6. Individuelle Ausgleiche für Anwohner und Kommunen ermöglichen
Um die Akzeptanz für Infrastrukturprojekte langfristig zu steigern, müssen Betroffene den Eindruck gewinnen, dass Nutzen und Lasten im Gleichgewicht zueinanderstehen. Dies erfordert mehr Möglichkeiten, den materiellen Ausgleich für die betroffenen Anwohner und Kommunen besser zu gestalten.

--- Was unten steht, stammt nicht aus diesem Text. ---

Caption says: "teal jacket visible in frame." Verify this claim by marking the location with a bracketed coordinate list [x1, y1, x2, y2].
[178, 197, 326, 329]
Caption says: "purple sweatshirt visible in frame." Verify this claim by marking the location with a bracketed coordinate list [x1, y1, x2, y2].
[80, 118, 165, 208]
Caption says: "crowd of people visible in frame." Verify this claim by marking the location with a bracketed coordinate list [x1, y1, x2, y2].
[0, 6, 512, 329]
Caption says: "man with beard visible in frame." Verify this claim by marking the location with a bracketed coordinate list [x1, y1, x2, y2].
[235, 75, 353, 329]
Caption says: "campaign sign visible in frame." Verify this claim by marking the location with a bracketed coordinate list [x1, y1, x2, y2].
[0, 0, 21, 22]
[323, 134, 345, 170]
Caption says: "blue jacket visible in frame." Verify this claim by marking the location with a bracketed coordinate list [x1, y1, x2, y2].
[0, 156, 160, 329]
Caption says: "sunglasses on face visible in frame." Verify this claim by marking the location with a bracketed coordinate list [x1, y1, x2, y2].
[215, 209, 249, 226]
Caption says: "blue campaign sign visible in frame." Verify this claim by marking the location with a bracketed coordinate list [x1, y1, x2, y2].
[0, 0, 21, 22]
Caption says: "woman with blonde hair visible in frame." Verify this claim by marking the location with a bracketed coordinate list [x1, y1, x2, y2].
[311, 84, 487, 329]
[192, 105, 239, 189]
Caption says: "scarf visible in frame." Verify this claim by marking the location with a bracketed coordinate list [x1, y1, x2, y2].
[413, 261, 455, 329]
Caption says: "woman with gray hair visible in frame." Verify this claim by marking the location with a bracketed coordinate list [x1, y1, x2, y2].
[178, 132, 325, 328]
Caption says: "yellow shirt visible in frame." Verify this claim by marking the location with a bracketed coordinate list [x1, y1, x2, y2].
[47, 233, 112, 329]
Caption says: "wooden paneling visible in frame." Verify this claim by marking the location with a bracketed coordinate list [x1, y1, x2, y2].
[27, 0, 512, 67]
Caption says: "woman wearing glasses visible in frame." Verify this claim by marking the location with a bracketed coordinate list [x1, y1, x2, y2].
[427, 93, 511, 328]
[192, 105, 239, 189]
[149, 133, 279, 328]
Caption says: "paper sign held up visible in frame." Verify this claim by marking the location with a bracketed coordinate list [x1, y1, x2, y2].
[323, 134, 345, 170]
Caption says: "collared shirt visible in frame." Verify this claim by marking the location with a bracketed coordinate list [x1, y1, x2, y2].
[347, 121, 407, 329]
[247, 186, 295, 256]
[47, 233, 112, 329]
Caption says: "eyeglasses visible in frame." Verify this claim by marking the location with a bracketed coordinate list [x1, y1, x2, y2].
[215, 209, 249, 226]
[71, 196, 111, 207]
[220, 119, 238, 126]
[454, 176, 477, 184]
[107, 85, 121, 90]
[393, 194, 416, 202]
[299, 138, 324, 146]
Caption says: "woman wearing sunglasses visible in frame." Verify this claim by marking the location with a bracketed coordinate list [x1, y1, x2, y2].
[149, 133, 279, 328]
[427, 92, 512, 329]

7. Stärkere Abwägung von Umweltzielen

Inzwischen werden viele Infrastrukturprojekte geplant, deren primäres Ziel die erfolgreiche Gestaltung der Klima- und Energiewende ist. Deren Klimaschutzaspekt muss gegenüber anderen umwelt- und naturschutzrechtlichen Betrachtungen stärker berücksichtigt werden und einen entsprechenden Bonus erhalten.

Über die DialogGesellschaft
Die DialogGesellschaft ist ein Kompetenzforum gegründet von Unternehmen, die der Auffassung sind, dass Beteiligung und Beschleunigung kein Gegensatz sind. Unsere Mitglieder sind 50Hertz, Energiekontor, Deutsche Wohnen, Nord Stream 2, Netze BW, Vonovia, Voigt Ingenieure, Johanssen + Kretschmer sowie Alexander Land von Open Grid Europe. Damit vereinen wir Unternehmen, die Projekte mit einem Investitionsvolumen von mehreren Milliarden Euro umsetzen.
Zudem wird die Dialoggesellschaft durch einen Expertenrat begleitet: Dieter Schweer (Mitglied der Hauptgeschäftsführung beim Bundesverband der Deutschen Industrie e.V.) hat den Vorsitz des Expertenrats inne. Weitere Mitglieder des Expertenrats sind Dieter Babiel (Hauptgeschäftsführer des Hauptverbandes der Deutschen Bauindustrie e.V. sowie Vorstandsvorsitzender der Initiative „Deutschland baut!“), Maren Kern (Vorstand beim BBU Verband Berlin-Brandenburgischer Wohnungsunternehmen e.V) Prof. Dr. Stephan Breidenbach (Hochschullehrer und Mediator), Ingeborg Esser (Hauptgeschäftsführerin des GdW Bundesverband deutscher Wohnungs- und Immobilienunternehmen e.V.), Christian Huttenloher (Generalsekretär des Deutschen Verbandes für Wohnungswesen, Städtebau und Raumordnung e.V.), Torsten Herbst MdB (FDP), Mathias Stein MdB (SPD) und Michael Wübbels (Stv. Hauptgeschäftsführer des Verbandes kommunaler Unternehmen e.V.).
Der Expertenrat fungiert als Bindeglied zur Politik und bringt die politische Dimension in die DialogGesellschaft ein.